I can’t sleep sometimes. That’s just how things are. (Almost) 23 years on earth, this is what I learned so far. When you can’t sleep there’s really nothing you can do about it. You can try getting back to that dreamy, cozy, warm state of semi-consciousness that is very very sweet, but the effort is in vain. But when I say there is nothing you can do about it, perhaps I’m seeing things from one single point. There are some options: listening to mental chatter or finding some distractions. I go with the latter most often. Watching the cold blue sky is cool. Feeling the wind out of the window. Maybe reading a book. Making tea and forgetting to drink. Observing the clock. But the best, I figured out, are films.
Now and then I find a movie that really hits the right points in my soul (I sound more dramatic than I want). Miso is one of those characters that have a magical aura to them.

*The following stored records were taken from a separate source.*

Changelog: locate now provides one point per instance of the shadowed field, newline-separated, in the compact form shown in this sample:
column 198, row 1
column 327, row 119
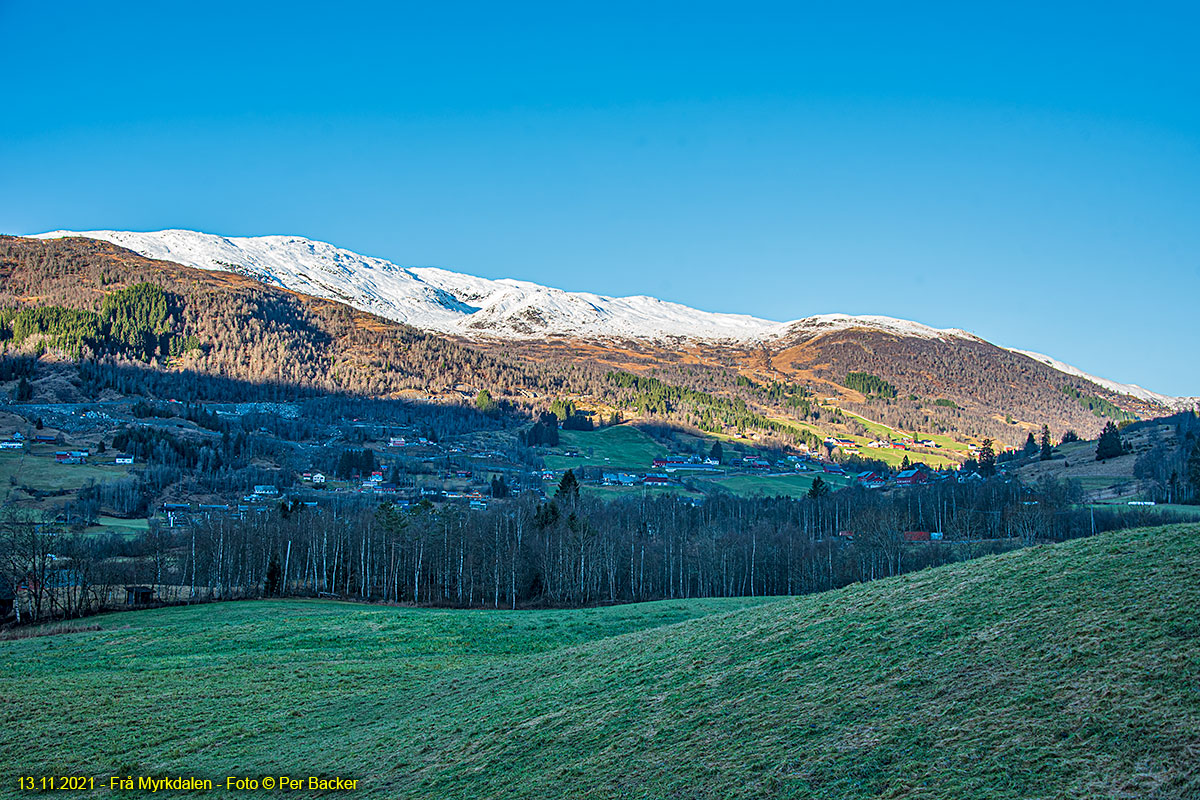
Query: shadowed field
column 1068, row 671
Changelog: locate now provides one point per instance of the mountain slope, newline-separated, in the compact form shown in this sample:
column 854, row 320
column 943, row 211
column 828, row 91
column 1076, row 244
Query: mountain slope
column 1132, row 390
column 516, row 311
column 1063, row 671
column 430, row 298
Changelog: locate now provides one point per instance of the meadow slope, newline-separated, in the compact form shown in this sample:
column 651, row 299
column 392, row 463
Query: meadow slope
column 1068, row 671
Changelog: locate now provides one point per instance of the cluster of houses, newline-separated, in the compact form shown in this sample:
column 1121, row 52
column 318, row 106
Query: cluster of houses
column 916, row 475
column 631, row 479
column 909, row 536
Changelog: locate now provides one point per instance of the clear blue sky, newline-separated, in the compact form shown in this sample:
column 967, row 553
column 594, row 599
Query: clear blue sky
column 1031, row 174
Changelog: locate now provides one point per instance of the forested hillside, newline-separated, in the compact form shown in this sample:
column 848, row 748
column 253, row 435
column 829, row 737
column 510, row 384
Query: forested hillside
column 109, row 307
column 1061, row 671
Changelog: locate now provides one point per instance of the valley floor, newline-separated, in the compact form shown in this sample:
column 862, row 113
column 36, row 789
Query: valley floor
column 1066, row 671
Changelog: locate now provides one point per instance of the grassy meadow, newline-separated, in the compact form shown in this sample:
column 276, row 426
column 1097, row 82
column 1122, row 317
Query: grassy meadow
column 1066, row 671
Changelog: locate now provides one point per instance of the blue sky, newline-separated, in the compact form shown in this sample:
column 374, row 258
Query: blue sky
column 1025, row 173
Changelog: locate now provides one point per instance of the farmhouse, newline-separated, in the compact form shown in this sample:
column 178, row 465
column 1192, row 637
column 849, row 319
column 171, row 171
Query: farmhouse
column 915, row 476
column 870, row 480
column 138, row 595
column 7, row 599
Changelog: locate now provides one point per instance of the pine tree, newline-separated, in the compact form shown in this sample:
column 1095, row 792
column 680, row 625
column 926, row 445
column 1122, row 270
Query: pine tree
column 1047, row 447
column 484, row 402
column 987, row 458
column 568, row 487
column 1109, row 445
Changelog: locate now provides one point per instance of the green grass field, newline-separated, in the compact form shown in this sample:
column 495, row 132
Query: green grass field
column 1062, row 671
column 615, row 492
column 621, row 446
column 119, row 527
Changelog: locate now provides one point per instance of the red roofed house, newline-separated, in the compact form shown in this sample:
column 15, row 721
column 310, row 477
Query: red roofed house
column 912, row 477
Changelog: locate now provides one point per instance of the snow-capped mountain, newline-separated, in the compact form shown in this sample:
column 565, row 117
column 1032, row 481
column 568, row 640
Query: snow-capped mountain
column 1133, row 390
column 430, row 298
column 463, row 305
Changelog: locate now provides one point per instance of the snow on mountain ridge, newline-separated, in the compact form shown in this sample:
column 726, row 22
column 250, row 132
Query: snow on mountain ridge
column 1133, row 390
column 453, row 302
column 432, row 298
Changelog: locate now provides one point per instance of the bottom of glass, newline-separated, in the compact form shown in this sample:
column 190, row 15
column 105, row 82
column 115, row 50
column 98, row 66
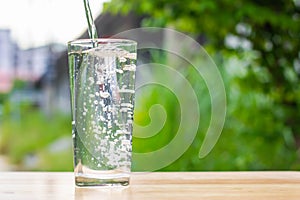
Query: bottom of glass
column 120, row 179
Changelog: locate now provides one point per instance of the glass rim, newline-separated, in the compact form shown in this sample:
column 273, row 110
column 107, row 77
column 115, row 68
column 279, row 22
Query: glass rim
column 101, row 40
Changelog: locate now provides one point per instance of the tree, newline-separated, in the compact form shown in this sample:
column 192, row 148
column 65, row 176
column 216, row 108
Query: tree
column 268, row 29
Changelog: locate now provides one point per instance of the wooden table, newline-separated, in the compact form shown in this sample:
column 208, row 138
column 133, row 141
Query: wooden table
column 155, row 185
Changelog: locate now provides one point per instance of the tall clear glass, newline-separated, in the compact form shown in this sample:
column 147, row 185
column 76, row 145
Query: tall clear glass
column 102, row 85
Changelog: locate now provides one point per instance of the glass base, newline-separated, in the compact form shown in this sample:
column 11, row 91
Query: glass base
column 104, row 180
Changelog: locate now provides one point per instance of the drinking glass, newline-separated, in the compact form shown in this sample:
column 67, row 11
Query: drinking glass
column 102, row 86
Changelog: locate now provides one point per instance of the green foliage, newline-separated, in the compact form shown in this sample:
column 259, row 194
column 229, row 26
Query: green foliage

Not exactly surreal but not quite real either. She points to a possibility of life that’s like a toy we loved when we were children but forget its existence among the bits and pieces of what we dare to call “growing up”. This is what the ‘microhabitat’ makes you feel, without being assertive or didactic or whatever that is makes one cringe at such ‘naive’ and ‘cliche’ views on life.
Why Microhabitat? Because we see Miso in a particular time, at a particular place in a tiny portion of her life and being. So the story is what’s filtered from this close focus of the pen and the camera. And also because she experiences her life in a microhabitat of her own construction whisky-cigarettes- boyfriend. As she touches upon other microhabitats (those of her friends) she leaves her mark, subtly and uniquely- perhaps it's the eggs, the smile, perhaps the talk.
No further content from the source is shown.